The paper is structured as follows. Section II introduces briefly the SRL task and two well-known corpora for English. Section III describes the methodologies of some existing systems and of our system. Some difficulties of SRL for Vietnamese are also discussed. Section LABEL:sec:exp presents the evaluation results and discussion. Finally, Section LABEL:sec:conclusion concludes the paper and suggests some directions for future work.
The SRL task is usually divided into two steps. The first step is argument identification. The goal of this step is to identify the syntactic constituents of a sentence which are the most likely to be semantic arguments of its predicates. This is a difficult problem since the number of constituent candidates is exponentially large, especially for long sentences.
The second step is argument classification which decides the exact semantic role for each constituent candidate identified in the first task. For example, the identification step of the sentence in the previous example Nam giúp Huy học bài vào hôm qua is described in Figure 3 and in the classification task, semantic roles are labelled as shown Figure 2.
The FrameNet project is a lexical database of English. It was built by annotating examples of how words are used in actual texts. It consists of more than 10,000 word senses, most of them with annotated examples that show the meaning and usage and more than 170,000 manually annotated sentences [Baker:2003]. This is the most widely used dataset upon which SRL systems for English have been developed and tested.

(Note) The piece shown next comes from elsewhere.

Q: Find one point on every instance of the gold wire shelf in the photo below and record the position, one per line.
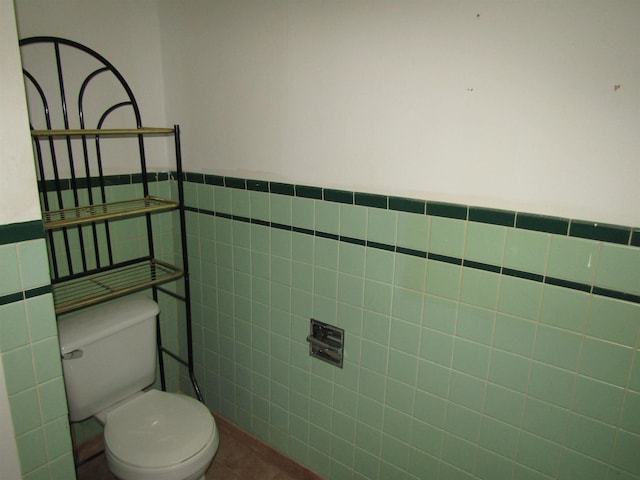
(121, 280)
(105, 211)
(74, 132)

FrameNet is based on the Frame Semantics theory [Boas:2005]. The basic idea is that the meanings of most words can be best understood on the basis of a semantic frame: a description of a type of event, relation, or entity and the participants in it. All members in semantic frames are called frame elements. For example, a sentence in FrameNet is annotated in cooking concept as shown in Figure 4.
PropBank is a corpus that is annotated with verbal propositions and their arguments [Babko:2005]. PropBank tries to supply a general purpose labelling of semantic roles for a large corpus to support the training of automatic semantic role labelling systems. However, defining such a universal set of semantic roles for all types of predicates is a difficult task; therefore, only Arg0 and Arg1 semantic roles can be generalized. In addition to the core roles, PropBank defines several adjunct roles that can apply to any verb. It is called Argument Modifier. The semantic roles covered by the PropBank are the following:
Core Arguments (Arg0-Arg5, ArgA): Arguments define predicate specific roles. Their semantics depend on predicates in the sentence.

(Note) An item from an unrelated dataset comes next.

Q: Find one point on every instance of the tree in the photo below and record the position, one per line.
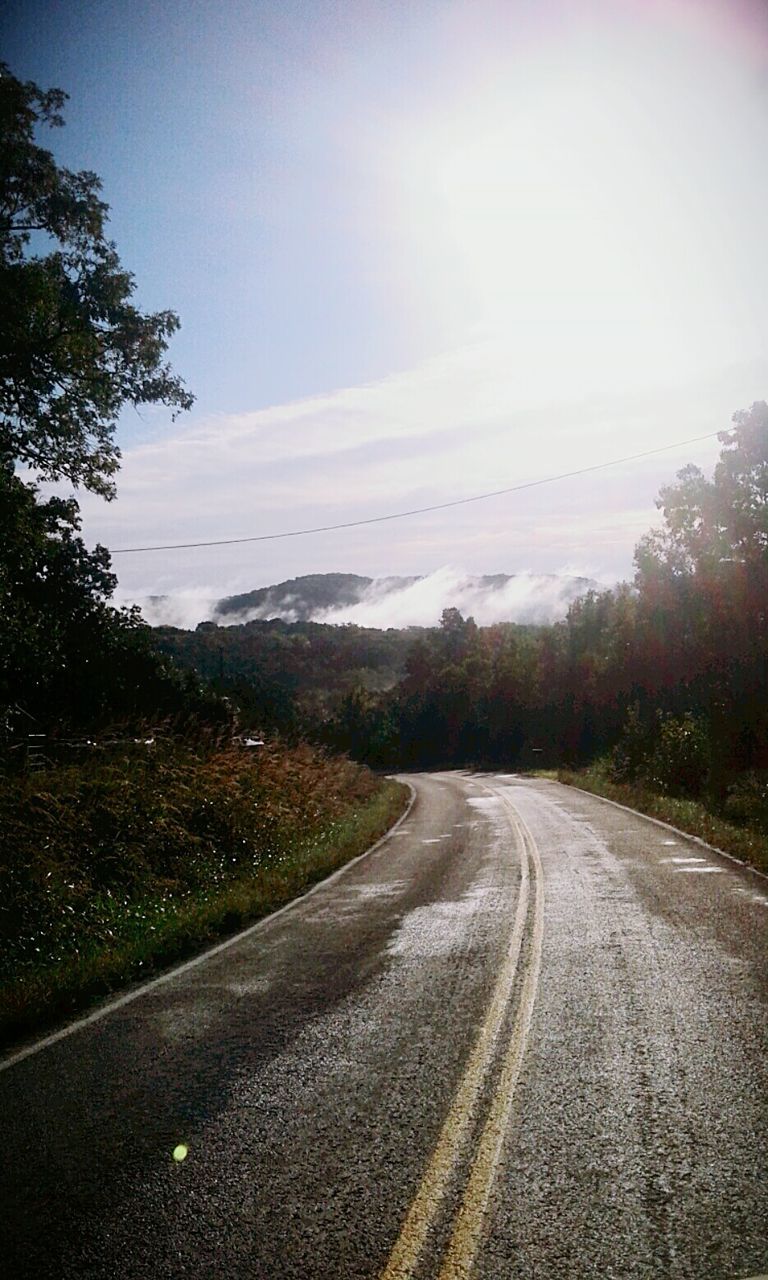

Adjunct Arguments (ArgM-): General arguments that can belong to any predicate. There are 13 types of adjuncts.
Reference Arguments (R-): Arguments represent arguments realized in other parts of the sentence.
Predicate (V): Participant realizing the verb of the proposition.
This section summarizes existing approaches used by typical SRL systems for well-studied languages. We describe these systems by investigating two aspects, namely data type that the systems use and their strategies for labelling semantic roles, including model types, labelling strategies and degrees of granularity.
There are some kinds of data used in the training of SRL systems. Some systems use bracketed trees as the input data. A bracketed tree of a sentence is the tree of nested constituents representing its constituency structure. Some systems use dependency trees of a sentence, which represents dependencies between individual words of a sentence. The syntactic dependency represents the fact that the presence of a word is licensed by another word which is its governor. In a typed dependency analysis, grammatical labels are added to the dependencies to mark their grammatical relations, for example nominal subject (nsubj) or direct object (dobj). Figure LABEL:fig:6 shows the bracketed tree and the dependency tree of an example sentence.